Of course, what also set Courage the Cowardly Dog distinctly apart from other animated cartoons is its gorgeously grotesque yet appropriate art style, influenced by the show’s creator John R. Dilworth’s. Courage the Cowardly Dog dabbled in more than 2-D, yes, various mediums, such as intentionally low-tech computer generated imagery (CGI), unanticipated claymation, stochastic movie clips, and humorous live-action stuff were ingeniously thrown in. I’d drool over the animation in unceasing awe every time an episode played on television, thanks to its rad unnatural visuals.

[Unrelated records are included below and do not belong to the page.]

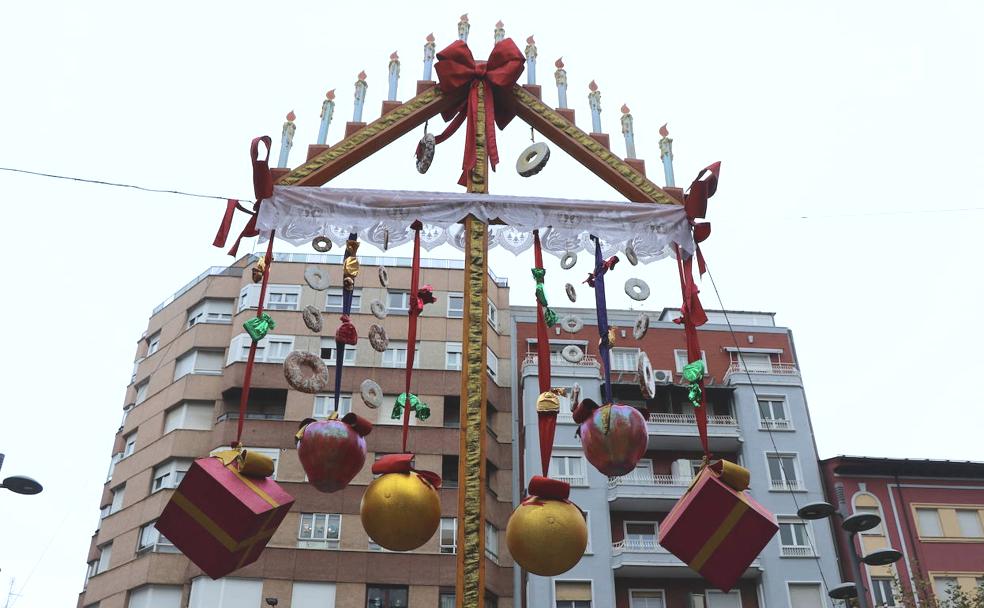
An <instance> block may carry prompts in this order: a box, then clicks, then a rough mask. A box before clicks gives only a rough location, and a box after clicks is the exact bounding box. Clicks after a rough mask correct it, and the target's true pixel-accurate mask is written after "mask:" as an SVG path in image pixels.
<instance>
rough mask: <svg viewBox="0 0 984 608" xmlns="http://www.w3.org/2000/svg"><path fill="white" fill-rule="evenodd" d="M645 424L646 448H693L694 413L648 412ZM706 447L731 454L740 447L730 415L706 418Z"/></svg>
mask: <svg viewBox="0 0 984 608" xmlns="http://www.w3.org/2000/svg"><path fill="white" fill-rule="evenodd" d="M647 422H648V424H647V425H646V426H647V428H648V430H649V449H652V450H688V449H694V446H695V445H697V444H696V443H695V442H698V441H699V439H698V437H699V435H698V434H697V417H696V416H695V415H694V414H672V413H661V412H650V413H649V419H648V420H647ZM707 436H708V443H709V447H710V449H711V450H712V451H717V452H734V451H737V450H738V449H739V447H740V445H741V433H740V432H739V430H738V421H737V420H735V418H734V416H713V415H712V416H708V417H707Z"/></svg>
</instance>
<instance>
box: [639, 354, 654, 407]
mask: <svg viewBox="0 0 984 608" xmlns="http://www.w3.org/2000/svg"><path fill="white" fill-rule="evenodd" d="M636 371H637V372H639V388H640V389H642V396H643V397H645V398H646V399H652V398H653V395H655V394H656V377H655V376H654V375H653V364H652V362H650V361H649V355H647V354H646V353H644V352H640V353H639V356H638V357H637V358H636Z"/></svg>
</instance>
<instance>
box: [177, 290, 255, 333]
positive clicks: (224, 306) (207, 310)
mask: <svg viewBox="0 0 984 608" xmlns="http://www.w3.org/2000/svg"><path fill="white" fill-rule="evenodd" d="M257 297H258V296H257ZM254 306H255V304H254ZM240 310H242V308H240ZM199 323H232V300H224V299H223V300H220V299H217V298H205V299H204V300H202V301H201V302H199V303H198V304H195V305H194V306H192V307H191V308H189V309H188V327H193V326H195V325H198V324H199Z"/></svg>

Ultimately, Courage the Cowardly Dog was a dark laugh out loud controversial nuanced abnormality when compared with other children’s cartoons between 1999 and 2002. Thirteen years since it finished, the animated show remains close to my dear heart. I’m twenty-nine now and the memory of Courage’s horrifying and facetious misadventures hasn’t waned in the slightest.

Along with the aforementioned Katz Motel episode “Robot Randy”, “The Magical Tree of Nowhere”, “The Hunchback of Nowhere”, “Heads of Beef”, “Katz Kandy”, “The Mask”, “Perfect”, “Everyone Wants to Direct”, “Night of the Weremole”, “Feast of the Bullfrogs”, “Freaky Fred”, “Nowhere TV”, “The Revenge of the Chicken From Outer Space”, “The Sand Whale Strikes”, “The Tower of Dr. Zalost”, “Human Habitrail”, “Farmer-Hunter, Farmer-Hunted”, “The Curse of Shirley”, “Family Business”, “Serpent of Evil River”, “Last of the Starmakers”, “Remembrance of Courage Past”, “The Nutcracker”, and "Curtain of Cruelty" are some of my favorites. 

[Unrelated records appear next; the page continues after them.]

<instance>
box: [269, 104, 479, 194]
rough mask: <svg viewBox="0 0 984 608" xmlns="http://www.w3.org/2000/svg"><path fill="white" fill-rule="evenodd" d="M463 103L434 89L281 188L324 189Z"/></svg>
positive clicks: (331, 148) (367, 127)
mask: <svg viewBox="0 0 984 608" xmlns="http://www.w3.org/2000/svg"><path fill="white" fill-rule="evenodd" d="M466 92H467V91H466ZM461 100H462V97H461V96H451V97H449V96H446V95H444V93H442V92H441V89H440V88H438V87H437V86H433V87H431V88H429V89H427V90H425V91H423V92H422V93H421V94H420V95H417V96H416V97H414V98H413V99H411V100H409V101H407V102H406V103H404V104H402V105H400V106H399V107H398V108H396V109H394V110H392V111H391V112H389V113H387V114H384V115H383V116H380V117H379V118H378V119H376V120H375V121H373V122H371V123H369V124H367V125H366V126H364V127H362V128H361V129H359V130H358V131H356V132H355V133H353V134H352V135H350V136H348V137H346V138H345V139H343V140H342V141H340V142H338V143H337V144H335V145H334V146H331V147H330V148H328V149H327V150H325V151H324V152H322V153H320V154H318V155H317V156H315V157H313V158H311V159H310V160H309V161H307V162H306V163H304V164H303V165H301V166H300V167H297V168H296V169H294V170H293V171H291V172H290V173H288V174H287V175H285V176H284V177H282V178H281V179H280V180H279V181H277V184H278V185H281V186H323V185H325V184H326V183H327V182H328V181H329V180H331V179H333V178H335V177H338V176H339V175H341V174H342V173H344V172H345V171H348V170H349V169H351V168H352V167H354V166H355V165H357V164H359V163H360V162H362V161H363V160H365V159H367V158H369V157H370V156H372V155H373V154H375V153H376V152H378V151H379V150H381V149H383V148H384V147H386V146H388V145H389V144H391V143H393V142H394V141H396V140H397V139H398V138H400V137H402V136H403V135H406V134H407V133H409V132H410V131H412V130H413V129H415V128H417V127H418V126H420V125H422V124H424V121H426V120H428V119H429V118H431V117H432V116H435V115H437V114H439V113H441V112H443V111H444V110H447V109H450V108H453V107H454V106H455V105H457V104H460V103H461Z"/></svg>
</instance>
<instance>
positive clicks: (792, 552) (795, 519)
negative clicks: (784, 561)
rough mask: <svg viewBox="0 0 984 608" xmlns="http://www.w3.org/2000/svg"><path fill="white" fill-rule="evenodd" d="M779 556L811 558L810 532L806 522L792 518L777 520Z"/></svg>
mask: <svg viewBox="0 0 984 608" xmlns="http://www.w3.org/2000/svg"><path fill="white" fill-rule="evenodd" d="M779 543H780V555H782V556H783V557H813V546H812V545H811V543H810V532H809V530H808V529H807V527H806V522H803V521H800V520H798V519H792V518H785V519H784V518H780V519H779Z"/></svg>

Special thanks towards the animation’s voice actors: Marty Grabstein (Courage), Lionel G. Wilson (original voice of Eustace: seasons 1-2 and half of season 3), Arthur Anderson (Eustace: second half of season 3 and all of season 4), Thea White (Muriel), Billie Lou Watt (Ma Bagge), Paul Schoeffler (Dr. Vindaloo, Katz, Le Quack, Freaky Fred, The Snowman), Mary Testa (Shirley), Tim Chi Ly (Di Lung), Fred Melamed (The Magical Tree of Nowhere, The Spirt of the Harvest Moon), Peter Fernandez (Benton Tarantella, Robot Randy), and Ringo Starr (The Duck Brothers). Also, applause for the cartoon’s writers, artists, colorists, animators, composers, Stretch Films, Inc., and creator John R. Dilworth. And whoever else made Courage the Cowardly Dog what it is!